THE FRINGE has more to do on access, says Brian Ferguson
I have been covering the Edinburgh Festival Fringe long enough for an overwhelming sense of déjà vu to be present at certain times of the year.
There was no escaping that feeling at the Scottish National Gallery as chief executive Kath Mainland and the chair of her board, Edinburgh University principal Tim O’Shea, presided over the annual programme launch.
The Fringe has made enormous leaps forward since their double act was formed in the wake of the 2012 festival, the only blip in the event’s growth trajectories since Ms Mainland was appointed in the wake of the 2008 box office fiasco.
The Fringe survived going head to head with the London Olympics to register a drop in box office business of just one per cent.
It is only when you speak to some of those at the centre of the 2008 storm that you recall what a mess the Fringe was in that summer, when ticket sales fell by 10 per cent.
Back then, the Fringe offered around 31,000 performances of more than 2,000 shows in 247 venues.
Incredibly, there are now nearly 20,000 more performances, 1,200 more shows and an extra 66 venues since Ms Mainland’s appointment.

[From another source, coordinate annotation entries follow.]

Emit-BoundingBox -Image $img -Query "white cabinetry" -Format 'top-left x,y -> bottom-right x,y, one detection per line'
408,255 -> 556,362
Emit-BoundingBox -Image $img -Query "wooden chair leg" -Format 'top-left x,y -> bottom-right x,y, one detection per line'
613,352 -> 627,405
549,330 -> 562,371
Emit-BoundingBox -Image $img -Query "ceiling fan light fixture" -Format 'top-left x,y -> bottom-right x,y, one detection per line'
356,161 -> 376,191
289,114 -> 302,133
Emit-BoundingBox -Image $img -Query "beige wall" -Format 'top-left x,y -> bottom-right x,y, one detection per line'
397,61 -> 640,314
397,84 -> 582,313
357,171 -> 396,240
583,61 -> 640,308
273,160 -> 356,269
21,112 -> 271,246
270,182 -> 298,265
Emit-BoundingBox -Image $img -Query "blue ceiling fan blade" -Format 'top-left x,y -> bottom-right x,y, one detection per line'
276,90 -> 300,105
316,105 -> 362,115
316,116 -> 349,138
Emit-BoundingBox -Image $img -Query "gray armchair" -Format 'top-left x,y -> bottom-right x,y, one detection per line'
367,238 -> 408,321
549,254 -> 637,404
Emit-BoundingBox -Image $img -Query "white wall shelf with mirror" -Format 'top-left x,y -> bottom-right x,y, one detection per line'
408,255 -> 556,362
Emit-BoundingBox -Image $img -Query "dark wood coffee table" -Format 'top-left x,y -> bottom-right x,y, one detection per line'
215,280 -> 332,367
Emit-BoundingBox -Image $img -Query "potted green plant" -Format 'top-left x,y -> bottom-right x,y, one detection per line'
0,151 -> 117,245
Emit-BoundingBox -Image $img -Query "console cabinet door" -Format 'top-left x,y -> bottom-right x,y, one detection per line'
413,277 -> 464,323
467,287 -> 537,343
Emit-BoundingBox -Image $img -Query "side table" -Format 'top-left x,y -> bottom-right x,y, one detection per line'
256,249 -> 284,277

Yet the Fringe, along with the city’s other big events, but especially the Edinburgh International Festival, is arguably facing more questions than at any other time in the modern era.
At least three hefty reports have arrived in my inbox in the last few weeks – raising vital issues for the city about infrastructure, the long-term funding of its year-round venues, and the price and affordability of accommodation.
Perhaps the most interesting were the calls for the festivals to properly tackle those oft-discussed barriers to people actually going to events, including age, wealth and access to basic information.
There is a clear recommendation in the new Thundering Hooves report – which looked at the future of the festivals – that the gaps between the pride the people of Edinburgh are said to feel in them and actual participation “needs to be closed.”
The biggest ever survey of the city’s cultural sector, Desire Lines, found “there was a perception that the festivals are not accessible to a broad range of citizens and do not cater enough for local audiences.”
The same study called for action to ensure it is financially easier for local artists and producers to take part in the festivals – even proposing discounts for them and a dedicated “Made in Edinburgh” strand of the Fringe.
Making progress on all of the above in the next few years is, I suspect, going to prove more testing than delivering another hike in ticket sales and venues.